More than 700 years of expertise !



The vineyard work follows the seasons. Its growth requires a lot of care, especially since it is natural and does not rely on the use of weed killer or chemical.
The volcanic sulfur against powdery mildew, from 3 to 4 applications per year and the non-colored Bordeaux mixture (specifically made ​​for us) against mildew, one treatment per year during dry years, are the only treatments used in our field.

Late summer and fall :

Harvest in September. Fertilizing of vineyard with organic humus.

Winter work :

Manual trim. Grinding of the branches.

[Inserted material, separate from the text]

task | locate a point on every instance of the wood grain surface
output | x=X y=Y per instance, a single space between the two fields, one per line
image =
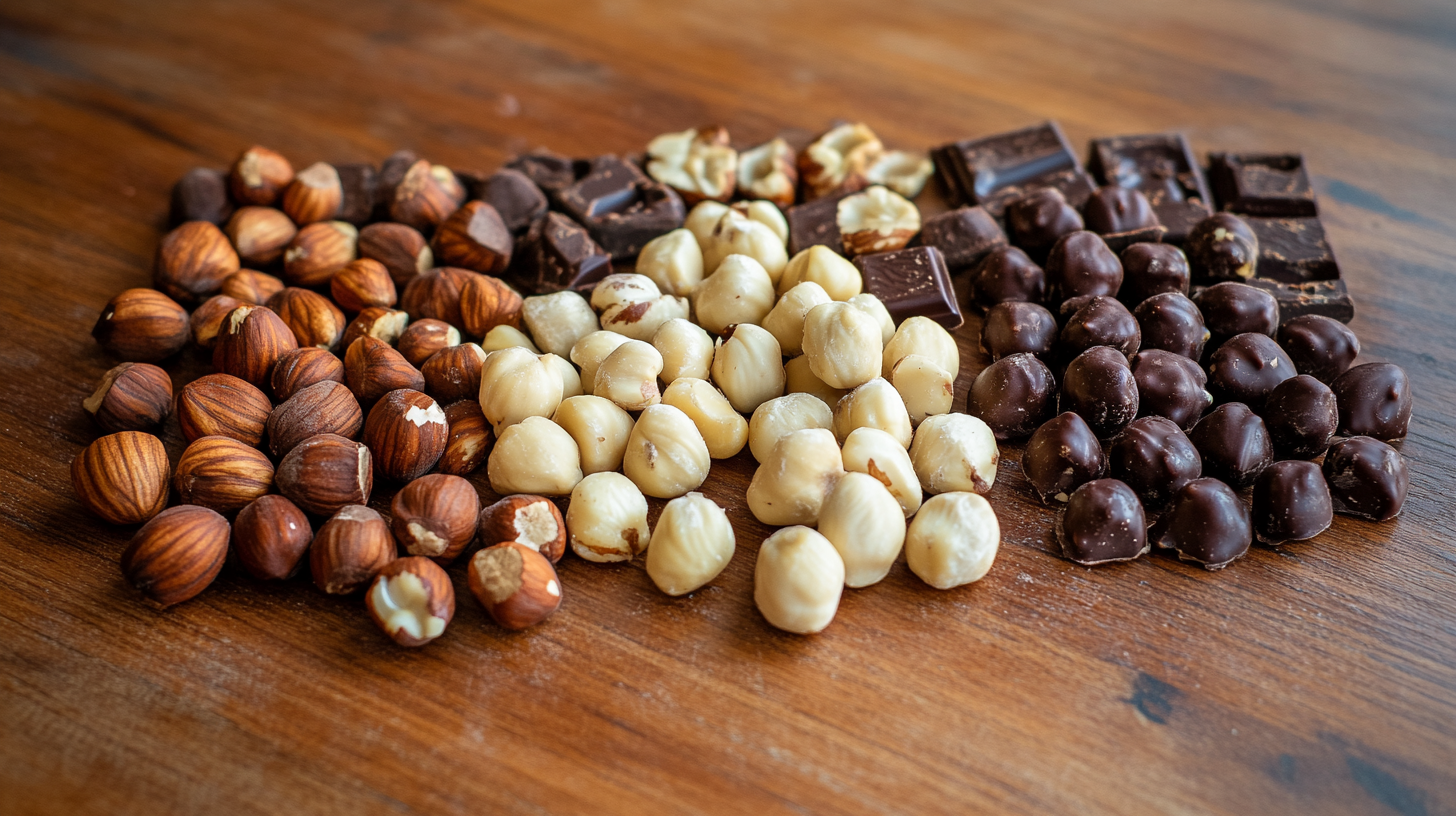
x=1315 y=679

Replacement of the dead vines, which requires digging deep cavities for new plantings.

Spring work :

Unshoeing the vines using a crawler tractor and a plow. Hoeing the vineyards by hand. Rotary cutter to remove weeds. Unbudding the vines.

Summer jobs :

Shoeing the vines to keep the soil moisture before intense heat. Claws and deep plowing several times during the season. Maintenance of all terraces and clearing.
We work with biodynamics. This means that we follow the rhythm of the moon. In descending moon: we plant, prune and unbud according to the seasons; while in rising moon: we graft, harvest ...

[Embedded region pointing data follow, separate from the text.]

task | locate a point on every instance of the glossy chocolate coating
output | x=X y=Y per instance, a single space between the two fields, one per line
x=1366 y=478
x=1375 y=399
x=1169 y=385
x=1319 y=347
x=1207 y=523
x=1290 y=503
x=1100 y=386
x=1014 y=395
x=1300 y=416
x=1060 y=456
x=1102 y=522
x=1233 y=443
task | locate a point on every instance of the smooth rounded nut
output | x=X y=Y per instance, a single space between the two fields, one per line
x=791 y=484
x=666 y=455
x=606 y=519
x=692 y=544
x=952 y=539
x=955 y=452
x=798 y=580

The grapes are harvested by hand and taken to the cellar in stainless steel electric tubs equipped with worm drive, which gently pushes the grapes into the temperature-controlled stainless steel tanks.

Rosé wine

Maceration of 2 to 36 hours with the raceme in the tank, then the juice is collected without pressure, by about one juice drop per grape. This juice is cooled to 2°C to 3°C for 2 to 3 days.
Then it is decanted and it does its fermentation at 12°C for two and a half months. We do malolactic fermentation.

Red wine

The grapes (Mourvèdre, Grenache and Cinsault) individually ferment for three weeks with the raceme. Then, the whole is emptied into the stainless steel pneumatic press. The first pressed juice will go fill oak barrels, waiting to be assembled and thus create the Bandol wine.

The end of the pressure will go to wine deliveries. We do malolactic fermentation on all wines. It ends early December. The wines are decanted every three months the first year, which avoids filtering. They are aged in oak barrels 23 months and more.

White wine

The white wine is produced by a white grape. It is a Blanc de Blancs.

This juice is cooled to a temperature of 2°C to 3°C for two to three days. Then it is decanted and it ferments at 12°C for two and a half months in stainless steel tanks, from malolactic fermentation, then aged in barrels on the lees.